As global trade shifts from backlogs to empty containers, cargo shipowners cancel sailings. During what is normally their peak season, ocean carriers are cancelling dozens of sailings on the world’s busiest routes, the latest sign of the economic whiplash affecting businesses as inflation weighs on global trade and consumer spending.
The October cancellations are a stark difference to just a few months ago, when limited shipping space drove up freight rates and carriers’ profits to all-time highs. Last October, companies such as Walmart Inc. and Home Depot Inc. were chartering their own ships to avoid port bottlenecks and meet a surge in import demand.
Trans-Pacific shipping rates have fallen by roughly 75per cent from the previous year.
The transportation industry is dealing with lower demand as large retailers cancel orders with vendors and increase inventory-cutting efforts. FedEx Corp. recently announced that it would cancel flights and park cargo planes due to a significant drop in shipping volumes. Nike Inc. announced that it had 65per cent more inventories in North America than a year ago and would resort to markdowns.
The deterioration of global economic conditions, from the Ukraine war to factory closures in China, has taken a heavy toll on trade activity. This year, the International Monetary Fund has reduced its forecast for global GDP growth several times. Consumer prices in the United States, Europe, and other parts of the world are rising at the fastest rates in years. Reduced sailing trips have been one response to melting demand. Carriers too are cancelling more trips along key Asia-Europe routes, according to data providers. The period between late summer and early fall is traditionally the busiest time of year for the major carriers, as retailers and other importers build inventories in preparation for the holiday shopping season.
According to the Freightos Baltic Index, daily freight rates for moving a single container across the Pacific now average USD3,900, down from USD14,500 at the start of the year and more than USD19,000 in 2021.
Mediterranean Shipping Co., the world’s largest container carrier in terms of capacity, recently cancelled several sailings, including a six-ship service from China to Los Angeles and Long Beach.

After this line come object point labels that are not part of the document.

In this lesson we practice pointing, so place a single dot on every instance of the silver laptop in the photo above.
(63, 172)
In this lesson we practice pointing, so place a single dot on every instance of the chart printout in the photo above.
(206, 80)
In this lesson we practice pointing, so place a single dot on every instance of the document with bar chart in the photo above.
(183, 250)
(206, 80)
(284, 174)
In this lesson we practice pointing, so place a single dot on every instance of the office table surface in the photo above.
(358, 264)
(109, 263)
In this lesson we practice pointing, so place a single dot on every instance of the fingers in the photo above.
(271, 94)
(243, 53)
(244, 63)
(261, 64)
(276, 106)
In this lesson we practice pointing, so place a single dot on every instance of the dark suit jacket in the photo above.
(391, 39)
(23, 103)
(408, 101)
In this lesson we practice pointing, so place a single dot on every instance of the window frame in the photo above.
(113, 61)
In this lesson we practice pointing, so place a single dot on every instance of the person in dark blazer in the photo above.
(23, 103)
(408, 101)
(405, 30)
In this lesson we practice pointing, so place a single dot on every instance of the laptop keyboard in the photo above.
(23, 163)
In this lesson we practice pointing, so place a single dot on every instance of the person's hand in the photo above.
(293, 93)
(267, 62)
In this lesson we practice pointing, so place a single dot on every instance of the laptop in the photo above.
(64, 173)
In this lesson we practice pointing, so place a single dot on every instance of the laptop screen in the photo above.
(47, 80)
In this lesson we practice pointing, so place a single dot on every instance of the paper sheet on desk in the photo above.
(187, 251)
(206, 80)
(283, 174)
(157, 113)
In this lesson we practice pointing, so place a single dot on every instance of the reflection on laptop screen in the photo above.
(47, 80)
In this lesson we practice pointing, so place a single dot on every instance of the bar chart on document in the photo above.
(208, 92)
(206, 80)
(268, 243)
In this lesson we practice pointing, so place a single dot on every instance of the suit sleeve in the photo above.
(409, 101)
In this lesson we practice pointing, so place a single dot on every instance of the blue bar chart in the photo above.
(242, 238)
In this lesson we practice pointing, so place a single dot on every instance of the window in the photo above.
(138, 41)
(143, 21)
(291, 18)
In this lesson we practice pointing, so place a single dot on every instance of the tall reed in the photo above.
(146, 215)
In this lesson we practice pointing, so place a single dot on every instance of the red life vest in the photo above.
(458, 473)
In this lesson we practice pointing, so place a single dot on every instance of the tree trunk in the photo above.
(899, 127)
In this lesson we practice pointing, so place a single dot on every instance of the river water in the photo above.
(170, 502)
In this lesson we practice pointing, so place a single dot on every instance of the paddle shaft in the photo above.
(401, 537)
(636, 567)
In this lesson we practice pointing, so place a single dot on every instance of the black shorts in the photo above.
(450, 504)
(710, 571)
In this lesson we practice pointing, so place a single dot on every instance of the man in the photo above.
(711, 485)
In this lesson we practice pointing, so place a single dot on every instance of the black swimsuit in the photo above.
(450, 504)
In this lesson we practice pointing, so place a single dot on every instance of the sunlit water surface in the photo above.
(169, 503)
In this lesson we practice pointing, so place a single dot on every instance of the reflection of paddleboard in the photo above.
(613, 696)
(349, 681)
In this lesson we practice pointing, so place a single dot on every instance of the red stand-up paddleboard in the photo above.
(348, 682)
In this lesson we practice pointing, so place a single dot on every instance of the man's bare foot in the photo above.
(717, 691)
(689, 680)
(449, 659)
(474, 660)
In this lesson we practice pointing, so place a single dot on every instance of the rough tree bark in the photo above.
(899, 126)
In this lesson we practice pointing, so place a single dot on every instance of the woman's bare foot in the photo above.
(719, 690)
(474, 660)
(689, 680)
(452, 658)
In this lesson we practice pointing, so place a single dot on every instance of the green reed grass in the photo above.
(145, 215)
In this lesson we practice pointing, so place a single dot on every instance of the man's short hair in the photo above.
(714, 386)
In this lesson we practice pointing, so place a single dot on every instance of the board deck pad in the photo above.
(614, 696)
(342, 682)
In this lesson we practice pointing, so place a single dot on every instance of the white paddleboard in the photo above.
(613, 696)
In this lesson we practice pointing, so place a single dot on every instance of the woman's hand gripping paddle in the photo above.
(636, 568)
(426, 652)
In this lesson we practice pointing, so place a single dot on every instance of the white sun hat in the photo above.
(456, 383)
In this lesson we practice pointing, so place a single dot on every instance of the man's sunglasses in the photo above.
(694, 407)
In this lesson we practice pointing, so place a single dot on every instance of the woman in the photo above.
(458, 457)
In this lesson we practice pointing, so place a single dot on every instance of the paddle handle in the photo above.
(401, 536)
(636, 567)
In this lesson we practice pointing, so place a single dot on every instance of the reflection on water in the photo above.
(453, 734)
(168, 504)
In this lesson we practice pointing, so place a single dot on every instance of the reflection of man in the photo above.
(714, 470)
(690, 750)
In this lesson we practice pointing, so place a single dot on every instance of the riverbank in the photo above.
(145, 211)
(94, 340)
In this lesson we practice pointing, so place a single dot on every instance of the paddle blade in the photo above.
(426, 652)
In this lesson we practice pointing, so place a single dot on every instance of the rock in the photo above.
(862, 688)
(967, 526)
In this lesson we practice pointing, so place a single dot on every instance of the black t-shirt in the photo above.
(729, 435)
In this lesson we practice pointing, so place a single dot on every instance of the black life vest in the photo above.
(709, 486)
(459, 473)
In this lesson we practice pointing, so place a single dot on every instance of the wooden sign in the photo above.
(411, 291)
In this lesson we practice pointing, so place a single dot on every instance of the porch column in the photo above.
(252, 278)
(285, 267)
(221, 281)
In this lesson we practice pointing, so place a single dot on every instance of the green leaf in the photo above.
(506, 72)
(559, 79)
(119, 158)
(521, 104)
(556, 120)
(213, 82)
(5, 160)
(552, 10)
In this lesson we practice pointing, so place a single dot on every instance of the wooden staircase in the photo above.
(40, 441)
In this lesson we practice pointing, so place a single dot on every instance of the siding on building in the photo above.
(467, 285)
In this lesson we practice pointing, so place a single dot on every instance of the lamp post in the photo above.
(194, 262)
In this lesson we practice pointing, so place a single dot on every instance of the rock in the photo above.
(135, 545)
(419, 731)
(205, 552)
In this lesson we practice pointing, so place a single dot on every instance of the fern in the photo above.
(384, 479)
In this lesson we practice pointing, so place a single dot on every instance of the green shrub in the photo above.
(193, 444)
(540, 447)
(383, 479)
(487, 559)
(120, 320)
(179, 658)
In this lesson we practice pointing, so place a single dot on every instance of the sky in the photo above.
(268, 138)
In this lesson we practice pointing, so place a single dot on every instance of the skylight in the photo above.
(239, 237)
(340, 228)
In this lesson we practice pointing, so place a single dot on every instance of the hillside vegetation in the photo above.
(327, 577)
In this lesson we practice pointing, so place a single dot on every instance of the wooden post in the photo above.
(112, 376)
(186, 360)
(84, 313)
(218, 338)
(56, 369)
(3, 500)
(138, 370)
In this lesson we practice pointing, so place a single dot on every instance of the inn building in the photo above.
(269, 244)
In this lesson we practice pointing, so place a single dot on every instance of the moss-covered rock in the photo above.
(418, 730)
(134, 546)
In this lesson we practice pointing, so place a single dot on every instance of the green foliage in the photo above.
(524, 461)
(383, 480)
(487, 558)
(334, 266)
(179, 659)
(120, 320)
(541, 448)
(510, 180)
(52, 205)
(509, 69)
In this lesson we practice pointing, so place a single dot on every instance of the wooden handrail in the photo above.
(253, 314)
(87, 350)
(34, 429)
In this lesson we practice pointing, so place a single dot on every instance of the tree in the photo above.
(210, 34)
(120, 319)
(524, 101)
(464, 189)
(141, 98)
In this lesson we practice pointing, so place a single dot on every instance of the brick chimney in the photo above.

According to a customer notice on MSC’s website, the rotation, which MSC operated in collaboration with A.P. Moller-Maersk A/S, was suspended “due to significantly reduced demand for shipments into the U.S. West Coast during the past weeks.” According to MSC, the suspension will remove nearly 12,000 containers per week from the trans-Pacific trade, and the action will help strengthen the transit times it offers.
MSC and a Maersk spokesperson both declined to comment beyond the notice. According to a Hapag-Lloyd AG spokesman, the company has not cancelled any sailings due to lower demand. Two other major container operators, Cosco Shipping Holding Co. and CMA CGM, did not respond to requests for comment.
Some carriers are reluctant to share information about cancelled sailings in order to avoid showing competitors what is going on in their network. Voyages may be cancelled due to port congestion, scheduling issues, or a drop in demand.A flotilla of new container ships on order will add capacity over the next two years, putting pressure on freight rates as more ship space becomes available.
As per London-based shipping adviser Braemar PLC, ocean container capacity is expected to rise by 4per cent this year, 8.8per cent in 2023, and 9.7per cent in 2024. “The global economy has thrown a few curveballs this year, and our outlook on future demand is uncertain and tepid,” Braemar container analyst Jonathan Roach said. “Overcapacity will most likely become a problem from the middle of 2023 through 2024, and possibly beyond.”
Overcapacity forces operators to compete on price, putting downward pressure on freight rates. Beginning in 2008, boxship operators experienced significant losses, prompting industry consolidation. More than 70per cent of all containers worldwide are moved by the top six ocean-freight carriers.
Freight rates on key shipping routes remain above pre-pandemic levels, and the largest operators are well-capitalized to weather a short-term economic downturn. Carriers’ costs are rising as well. Bunker fuel prices, which have fallen since reaching new highs this summer, are still higher than they were in late 2019. Port operators are also charging more for ships to dock, passing on to carriers the higher energy prices they are facing.
“The cost of electricity is significant, particularly in Europe, because cranes and other heavy equipment run on electricity,” said Tiemen Meester, chief operating officer for ports and terminals at DP World, a Dubai-based operator of terminals in ports around the world.